Running eORCA1 on a single Cray XC40 PE

Background notes

Higher resolutions (e.g. eORCA025) cannot run on a single node so we concentrate solely on eORCA1 for the purposes of this work.

Tim Graham has run a gyre ORCA2 configuration successfully on a single PE.

Here we aim to go up a level.

Procedures and observations

It turns out that if we take an eORCA1 NEMO-CICE GO6-type configuration and employ 1x1 with no separate XIOS server PEs then the job fails with a very clear message from icbinit (iceberg initialisation) that it is not possible to run with 1 PE in the X direction….

Note: we have to manually adjust the aprun command line options to get what we need because the logic in the existing controls (in suite.rc) breaks down when running on 1x1 (and possibly all odd numbers) of PEs.

The reasons for that are not clear (why would iceberg code be any different from the main NEMO (or CICE) code.

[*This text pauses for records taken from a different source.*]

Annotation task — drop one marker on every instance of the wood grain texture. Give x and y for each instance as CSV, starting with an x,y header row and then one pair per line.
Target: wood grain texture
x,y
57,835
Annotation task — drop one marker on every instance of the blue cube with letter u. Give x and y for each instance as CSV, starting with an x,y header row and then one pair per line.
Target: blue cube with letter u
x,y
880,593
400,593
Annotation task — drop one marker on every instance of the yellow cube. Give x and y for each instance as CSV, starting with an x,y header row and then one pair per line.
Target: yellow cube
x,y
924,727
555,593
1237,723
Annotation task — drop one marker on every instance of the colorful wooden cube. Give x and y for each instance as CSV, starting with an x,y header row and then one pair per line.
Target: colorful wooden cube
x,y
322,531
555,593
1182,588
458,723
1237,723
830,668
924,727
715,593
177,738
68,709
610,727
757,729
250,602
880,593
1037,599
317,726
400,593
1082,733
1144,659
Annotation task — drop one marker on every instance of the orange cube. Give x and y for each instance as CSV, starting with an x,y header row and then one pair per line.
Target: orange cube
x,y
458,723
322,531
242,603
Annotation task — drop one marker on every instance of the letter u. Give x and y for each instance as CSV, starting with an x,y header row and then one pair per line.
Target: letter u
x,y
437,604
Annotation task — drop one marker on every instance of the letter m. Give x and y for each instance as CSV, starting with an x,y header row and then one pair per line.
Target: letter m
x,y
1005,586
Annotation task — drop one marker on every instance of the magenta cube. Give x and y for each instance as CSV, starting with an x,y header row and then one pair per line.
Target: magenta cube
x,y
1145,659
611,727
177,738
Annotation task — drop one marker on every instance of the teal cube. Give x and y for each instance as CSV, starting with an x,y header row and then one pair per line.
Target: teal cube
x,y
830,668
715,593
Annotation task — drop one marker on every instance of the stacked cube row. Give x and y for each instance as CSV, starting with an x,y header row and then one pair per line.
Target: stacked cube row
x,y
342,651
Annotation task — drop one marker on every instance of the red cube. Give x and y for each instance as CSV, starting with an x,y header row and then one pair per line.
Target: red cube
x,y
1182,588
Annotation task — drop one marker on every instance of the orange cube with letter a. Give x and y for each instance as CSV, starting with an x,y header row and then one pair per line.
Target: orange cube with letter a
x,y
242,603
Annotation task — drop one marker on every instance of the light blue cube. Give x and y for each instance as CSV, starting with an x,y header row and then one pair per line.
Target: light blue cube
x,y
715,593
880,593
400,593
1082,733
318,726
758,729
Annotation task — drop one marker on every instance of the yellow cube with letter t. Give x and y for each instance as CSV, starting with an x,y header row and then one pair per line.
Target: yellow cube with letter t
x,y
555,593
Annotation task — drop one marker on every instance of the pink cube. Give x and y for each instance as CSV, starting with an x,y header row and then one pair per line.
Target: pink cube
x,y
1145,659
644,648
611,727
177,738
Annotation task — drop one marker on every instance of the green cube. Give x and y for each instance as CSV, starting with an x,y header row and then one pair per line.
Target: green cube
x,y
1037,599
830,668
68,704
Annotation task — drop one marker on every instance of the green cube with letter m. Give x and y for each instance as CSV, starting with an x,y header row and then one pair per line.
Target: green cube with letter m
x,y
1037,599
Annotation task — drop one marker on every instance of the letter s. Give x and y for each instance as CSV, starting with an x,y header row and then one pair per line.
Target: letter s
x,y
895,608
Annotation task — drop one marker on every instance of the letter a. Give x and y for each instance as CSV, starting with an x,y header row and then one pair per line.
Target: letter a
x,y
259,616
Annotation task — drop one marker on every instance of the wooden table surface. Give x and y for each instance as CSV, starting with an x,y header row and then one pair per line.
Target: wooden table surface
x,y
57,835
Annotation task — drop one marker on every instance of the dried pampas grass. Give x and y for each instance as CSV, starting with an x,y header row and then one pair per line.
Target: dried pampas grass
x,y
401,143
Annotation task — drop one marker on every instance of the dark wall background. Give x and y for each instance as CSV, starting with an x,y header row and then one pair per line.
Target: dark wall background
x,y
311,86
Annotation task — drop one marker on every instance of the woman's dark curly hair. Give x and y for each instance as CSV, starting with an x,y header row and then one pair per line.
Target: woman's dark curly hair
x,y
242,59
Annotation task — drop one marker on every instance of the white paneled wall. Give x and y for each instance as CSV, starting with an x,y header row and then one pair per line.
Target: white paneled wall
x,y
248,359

That seems odd but I don't propose to pursue it.

So try switching off icebergs….

Well this seems to submit and start running but times out with no suggestion that it has got very far (no time.step file etc). It's not clear if things are failing somewhere in the NEMO code, in CICE or in the IO.

Try extending the run time and shortening the total run to 6 hours…

This seems to abort in XIOS with an allocation problem.

How about we add separate XIOS procs back to the job?

Setting up to run with 8 separate XIOS processes in detached mode… that fails too.

It seems that regardless of how long we give the model to run, it reads (at least some of) the NEMO namelists and then just hangs.

Tim says this smacks of an XIOS problem.

He suggests switching off XIOS (in the external libraries control of fcm_make_ocean) and deactivating key_iomput.

So I do this and set the run to go for 6 hours (8x45 min TS in this case.)

This actually seems to work and sure enough at the end of the run we have a single NEMO restart file for the whole domain.

Conclusions

So it seems we can run eORCA1 on a single PE with the caveats that:

  • we must turn off icebergs
  • we must not compile with key_iomput
  • we must turn off XIOS completely from the compilation (i.e. not merely leave it to run in attached mode).

However:

  • Single PE configurations force the code through physically different code paths in numerous places. So particularly with optimisation switched on we wouldn't get the same results, hence there's no guarantee that you can do any useful tests by comparing a single PE run with a multiple PE run. Further, any discrepancies might be more prone to compe from teh single PE code since this is unlikely to have undergone less, if any, serious scientific validation than the multi PE code path.

So not exactly an unqualified success but better than we might have hoped and potentially giving us something to work with should we need it.